3. It gave Naomie Harris a starring role
Like Cillian Murphy, Naomie Harris shot to A-list fame off the back of 28 Days Later. She plays Selina, the committed experienced survivor who thinks nothing of macheteing her fellow humans to death if they become infected. Her slow-burn relationship with Jim is convincingly sketched and Harris, like Murphy, is wholly convincing as a person who's had to adapt street smarts and primal savagery in the blink of an eye.
Following 28 Days Later, the versatile Harris has appeared as Eve Moneypenny in three Daniel Craig James Bond films, Skyfall (2012), Spectre (2015) and No Time To Die (2021). She also scored a critical success with her Oscar-nominated turn in Barry Jenkins' shattering Moonlight (2016).
4. It showcased a striking debut script from Alex Garland
Who can forget that classic opening sequence from 28 Days Later? It shows an isolated and vulnerable Jim wandering around the deserted streets of central London, a John Wyndham-esque sci-fi apocalypse for the new millennium. This was one of many striking ideas put forward by novelist-turned-screenwriter Alex Garland who, at the time of the film's release, was still riding high of the success of his 1996 novel The Beach (its subsequent film adaptation in 2000, directed by Danny Boyle and starring Leonardo DiCaprio, is best forgotten).
Garland has admitted that the film's memorable opening barely stretched to two paragraphs in the script and he's credited Boyle for spinning the sequence into a superb piece of cinematic art. Nevertheless, Garland's script helped cement him as a modern sci-fi master, a writer who utilises fantastical conceits to interrogate human weakness to frequently unsettling effect.
Boyle and Garland would later collaborate on 28 Weeks Later and Sunshine, both released in 2007. Garland's success with his directorial debut Ex-Machina (2015), a contemporary examination of humanity lurking within artificial intelligence, owes itself to 28 Days Later, as does his later work on the Jeff Vandermeer adaptation Annihilation (2018) and this year's brutal photojournalist allegory Civil War.
5. It cemented John Murphy's soundtrack as an instant earworm
John Murphy's slow-burn slice of electronica 'In the House in a Heartbeat' is now synonymous with escalating tension and terror, and it came from 28 Days Later. It only appears at the end of the film during Jim's feral rampage on Colonel West's men, but it has been adopted as the signature theme of the wider 28 Days franchise. (One hopes it will appear in 28 Years Later.)

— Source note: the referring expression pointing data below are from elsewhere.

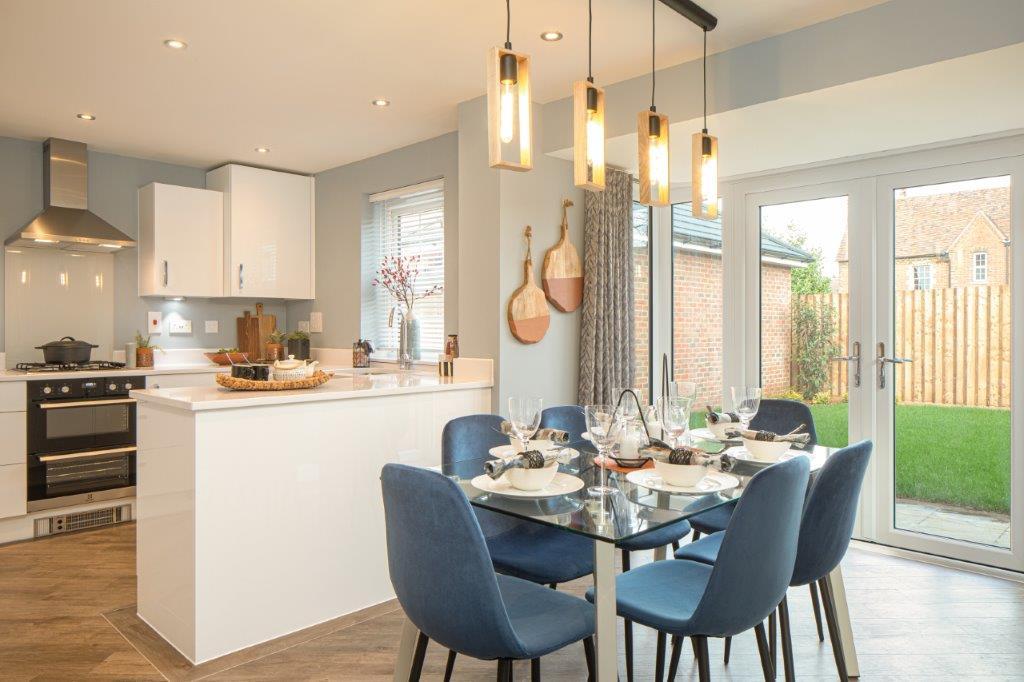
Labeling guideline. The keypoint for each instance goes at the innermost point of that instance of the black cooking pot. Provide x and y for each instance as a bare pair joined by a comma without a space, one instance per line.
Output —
67,351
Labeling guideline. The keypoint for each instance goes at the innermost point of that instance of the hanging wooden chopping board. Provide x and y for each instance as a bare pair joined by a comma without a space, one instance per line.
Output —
562,272
527,312
253,331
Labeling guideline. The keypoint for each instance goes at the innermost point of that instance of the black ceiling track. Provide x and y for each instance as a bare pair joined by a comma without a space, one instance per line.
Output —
693,12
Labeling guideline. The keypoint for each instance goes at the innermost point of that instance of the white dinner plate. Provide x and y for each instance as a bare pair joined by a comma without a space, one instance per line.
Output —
715,481
502,452
562,484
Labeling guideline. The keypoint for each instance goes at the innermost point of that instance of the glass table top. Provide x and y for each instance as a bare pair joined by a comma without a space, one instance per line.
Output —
630,511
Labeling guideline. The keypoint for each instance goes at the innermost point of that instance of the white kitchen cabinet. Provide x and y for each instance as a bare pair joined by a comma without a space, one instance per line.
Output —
268,231
180,241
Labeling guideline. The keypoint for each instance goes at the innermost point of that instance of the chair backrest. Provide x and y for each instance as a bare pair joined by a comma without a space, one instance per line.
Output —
782,416
829,512
469,438
755,562
565,418
439,564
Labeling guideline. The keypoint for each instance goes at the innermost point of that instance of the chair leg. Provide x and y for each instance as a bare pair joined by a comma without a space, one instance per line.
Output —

Murphy's layering of brutal distortion, combined with his instinctive flair for a memorable rhythmic hook, perfectly encapsulates the world of the film: things may be quiet on the surface, but things will inevitably boil over to explosive effect. It was Murphy's first collaboration with Danny Boyle and gave rise to future partnerships including Sunshine (2007), which unleashed the equally addictive, soaring Adagio in D-Minor upon the world.